Why Sankranti Is Astronomically Fixed

Most Hindu festivals follow the lunar calendar, which means their Gregorian dates shift by ten or eleven days each year. Makar Sankranti is different: it marks the Sun's entry (Sankranti) into the zodiac sign of Makara (Capricorn), which occurs on January 14th or 15th in the Gregorian calendar with almost no variation. This solar precision gives the festival an unusual stability in an otherwise lunar-dominated ritual year.

The Uttarayana Significance

Makar Sankranti marks the beginning of Uttarayana — the six-month period during which the Sun moves northward. In the Vedic understanding, Uttarayana is the auspicious half of the year.
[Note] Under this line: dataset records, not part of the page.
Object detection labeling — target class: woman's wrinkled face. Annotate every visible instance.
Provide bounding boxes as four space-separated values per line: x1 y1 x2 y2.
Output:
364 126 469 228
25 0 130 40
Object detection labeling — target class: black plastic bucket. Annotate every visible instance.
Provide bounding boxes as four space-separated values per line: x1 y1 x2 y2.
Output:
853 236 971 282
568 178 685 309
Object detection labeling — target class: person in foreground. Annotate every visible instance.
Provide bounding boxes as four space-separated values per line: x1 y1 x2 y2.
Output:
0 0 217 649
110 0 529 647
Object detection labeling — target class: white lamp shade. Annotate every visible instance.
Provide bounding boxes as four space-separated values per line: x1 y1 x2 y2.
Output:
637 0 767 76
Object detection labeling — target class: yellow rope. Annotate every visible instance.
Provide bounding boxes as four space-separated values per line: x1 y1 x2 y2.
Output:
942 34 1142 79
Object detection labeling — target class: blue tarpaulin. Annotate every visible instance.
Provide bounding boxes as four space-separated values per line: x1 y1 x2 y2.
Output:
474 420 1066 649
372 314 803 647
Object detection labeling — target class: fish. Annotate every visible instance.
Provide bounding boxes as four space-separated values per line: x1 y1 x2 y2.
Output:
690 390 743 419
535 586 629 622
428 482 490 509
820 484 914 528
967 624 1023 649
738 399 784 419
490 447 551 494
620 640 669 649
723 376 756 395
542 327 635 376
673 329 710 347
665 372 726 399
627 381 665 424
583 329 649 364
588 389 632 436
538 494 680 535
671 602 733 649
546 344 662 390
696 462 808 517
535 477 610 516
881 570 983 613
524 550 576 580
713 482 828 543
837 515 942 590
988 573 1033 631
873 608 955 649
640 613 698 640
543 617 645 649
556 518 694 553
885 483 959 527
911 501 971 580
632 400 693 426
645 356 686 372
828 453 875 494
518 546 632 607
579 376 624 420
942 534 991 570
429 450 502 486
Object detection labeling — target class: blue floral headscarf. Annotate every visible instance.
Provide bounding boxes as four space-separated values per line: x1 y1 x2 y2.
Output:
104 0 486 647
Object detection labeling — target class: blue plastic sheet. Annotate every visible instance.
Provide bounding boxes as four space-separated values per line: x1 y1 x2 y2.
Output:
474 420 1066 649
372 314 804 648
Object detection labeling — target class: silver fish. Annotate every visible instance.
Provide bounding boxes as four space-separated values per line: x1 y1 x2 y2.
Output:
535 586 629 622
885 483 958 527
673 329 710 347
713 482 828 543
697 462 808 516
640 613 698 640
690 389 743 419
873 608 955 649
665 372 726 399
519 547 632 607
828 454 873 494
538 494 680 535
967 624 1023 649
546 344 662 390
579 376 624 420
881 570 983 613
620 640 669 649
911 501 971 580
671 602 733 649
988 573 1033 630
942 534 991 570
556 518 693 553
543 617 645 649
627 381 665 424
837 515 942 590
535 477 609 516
The Bhagavad Gita (8.24) states that those who depart the body during Uttarayana go toward liberation; the Mahabharata describes Bhishma waiting on his bed of arrows through Dakshinayana (the southern half) before choosing to die during Uttarayana. The festival celebrates both the astronomical event and its spiritual implications.

The Sesame and Jaggery Tradition

Across most of northern India, Makar Sankranti is celebrated with til-gur — sesame and jaggery prepared together into laddoos, chikki, or simply mixed. The tradition is practical as much as symbolic: sesame generates internal heat (important in January), and jaggery provides iron and energy. The exchange of til-gur between neighbors and relatives — "Til-gur ghya ani goad goad bola" (take sesame-jaggery and speak sweetly) in Marathi — is both a health practice and a social renewal.

Regional Expressions

Pongal (Tamil Nadu) is arguably the most elaborate expression of the solar festival in South India. It is a four-day celebration beginning on the winter solstice day of the Tamil calendar. Freshly harvested rice is boiled with milk in clay pots outdoors until it overflows — a deliberate and joyful overflow that symbolizes abundance.
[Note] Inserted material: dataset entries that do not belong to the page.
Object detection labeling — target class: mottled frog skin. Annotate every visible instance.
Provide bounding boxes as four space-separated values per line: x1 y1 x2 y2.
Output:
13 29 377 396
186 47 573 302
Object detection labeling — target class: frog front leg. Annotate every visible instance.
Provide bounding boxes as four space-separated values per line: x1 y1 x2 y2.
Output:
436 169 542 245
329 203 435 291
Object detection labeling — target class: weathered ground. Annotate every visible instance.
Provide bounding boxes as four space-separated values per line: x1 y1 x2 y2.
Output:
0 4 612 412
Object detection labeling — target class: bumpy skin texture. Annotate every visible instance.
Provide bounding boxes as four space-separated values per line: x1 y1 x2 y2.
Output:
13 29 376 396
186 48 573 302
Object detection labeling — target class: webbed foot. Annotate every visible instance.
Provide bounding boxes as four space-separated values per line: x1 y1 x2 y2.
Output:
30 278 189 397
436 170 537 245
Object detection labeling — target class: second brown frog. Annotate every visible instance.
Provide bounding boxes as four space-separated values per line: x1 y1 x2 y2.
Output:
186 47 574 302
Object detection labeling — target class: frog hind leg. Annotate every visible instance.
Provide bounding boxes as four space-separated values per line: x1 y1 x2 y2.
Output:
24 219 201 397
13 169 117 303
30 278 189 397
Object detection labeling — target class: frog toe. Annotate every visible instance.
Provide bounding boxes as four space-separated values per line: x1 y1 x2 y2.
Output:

Lohri (Punjab, Haryana) is celebrated the evening before Sankranti with bonfires, the offering of sesame and popcorn to the fire, and the communal singing of traditional songs. It marks the end of winter's hardest period.

Uttarayan (Gujarat) is synonymous with kite-flying. The skies over Ahmedabad and Surat fill with kites for two full days. The practice has no explicit ritual origin but is tied to the joy of the Sun's returning north: looking up, sending color into the sky, celebrating the renewed light.
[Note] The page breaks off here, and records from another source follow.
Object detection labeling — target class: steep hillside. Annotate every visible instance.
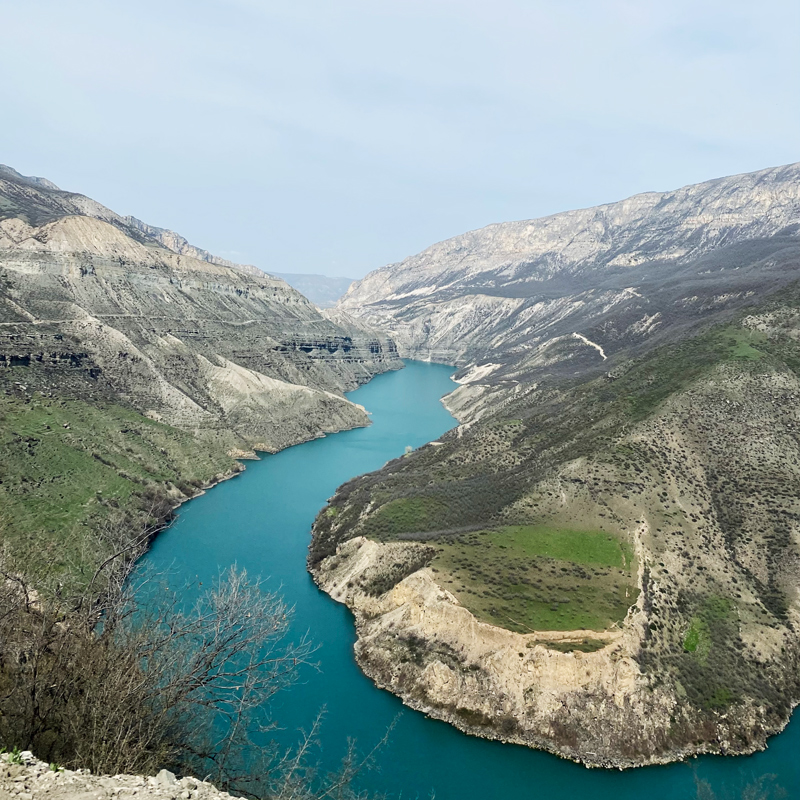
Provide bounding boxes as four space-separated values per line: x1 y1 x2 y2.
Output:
272 272 353 308
339 164 800 372
0 167 402 585
0 163 401 450
309 166 800 766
Khichdi (Uttar Pradesh, Bihar) — in these regions, Sankranti is called Khichdi, and the preparation and offering of the eponymous lentil-and-rice dish is the central observance. Khichdi is offered to the Sun and to the poor; its simple, nourishing character reflects the harvest-gratitude quality of the festival.

Bathing at Prayagraj

The Kumbh and Magh Mela begin at Prayagraj on Makar Sankranti. Bathing at the Triveni Sangam — the confluence of the Ganga, Yamuna, and the invisible Saraswati — on this day is considered among the most meritorious acts available to a Hindu. The combination of solar transition, the sacred river, and the beginning of Uttarayana concentrates auspicious force in a way the tradition considers unrepeatable.